Nutrition Intervention Led to Sustained Dietary Behavior Changes Among Latina Breast Cancer Survivors Heather Greenlee, ND, PhD, assistant professor of epidemiology, and colleagues in partnership with the not-for-profit Cook for Your Life initiative published the results of an intervention designed to provide Latina breast cancer survivors with the knowledge and skills needed to change and sustain dietary behaviors. The Cook for Your Life program uses a culturally based hands-on educational approach to help survivors, who are at higher risk of obesity and low physical activity, adhere to recommended guidelines to eat a diet high in fruits and vegetables. Participants increased their daily fruit and vegetable servings to 6.8 and lost 2.5 percent of their body weight. Read the paper in the Journal of the Academy of Nutrition and Dietetics.
Markers of Obesity and Cardiovascular Risk Ryan Demmer, PhD, associate professor of epidemiology, collaborated on research linking the markers of obesity to subclinical cardiovascular risk, as well as research on the role of the oral microbiome in cardiometabolic risk. Two recent papers are: "Periodontal Infection, Impaired Fasting Glucose and Impaired Glucose Tolerance" and “Periodontal Infection and Cardiorespiratory Fitness in Younger Adults.”

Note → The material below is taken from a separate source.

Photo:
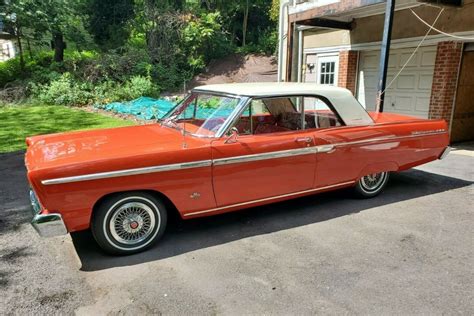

“First Steps to Healthy Living” Team Assesses Health Behaviors and Obesity Rates of Children Enrolled in NY State WIC Nutrition Program Research by the “First Steps to Healthy Living” team, led by Sally Findley, PhD, professor of population and family health and of sociomedical sciences; Mary Ann Chiasson, DrPH, professor of epidemiology; and Jackson Sekhobo, PhD, MPA, Bureau of Nutrition, New York State Department of Health, looks into relations among eating behaviors, activity patterns, and obesity rates in infants and toddlers enrolled in the NY State WIC program. Findings from two rounds of surveys at WIC sites statewide show that adopting the WIC-recommended lifestyle changes of breastfeeding, delayed introduction of solid foods, and reduced screen time helped to reduce consumption of sweets and sweetened drinks.
The “First Steps to Healthy Living” has just completed the final round of statewide surveys, supported by a grant from the Robert Wood Johnson Foundation. Over the next six months, Dr. Findley and colleagues will use the survey data, as well as focus group and NYS WIC data, to produce a series of manuscripts on early childhood obesity.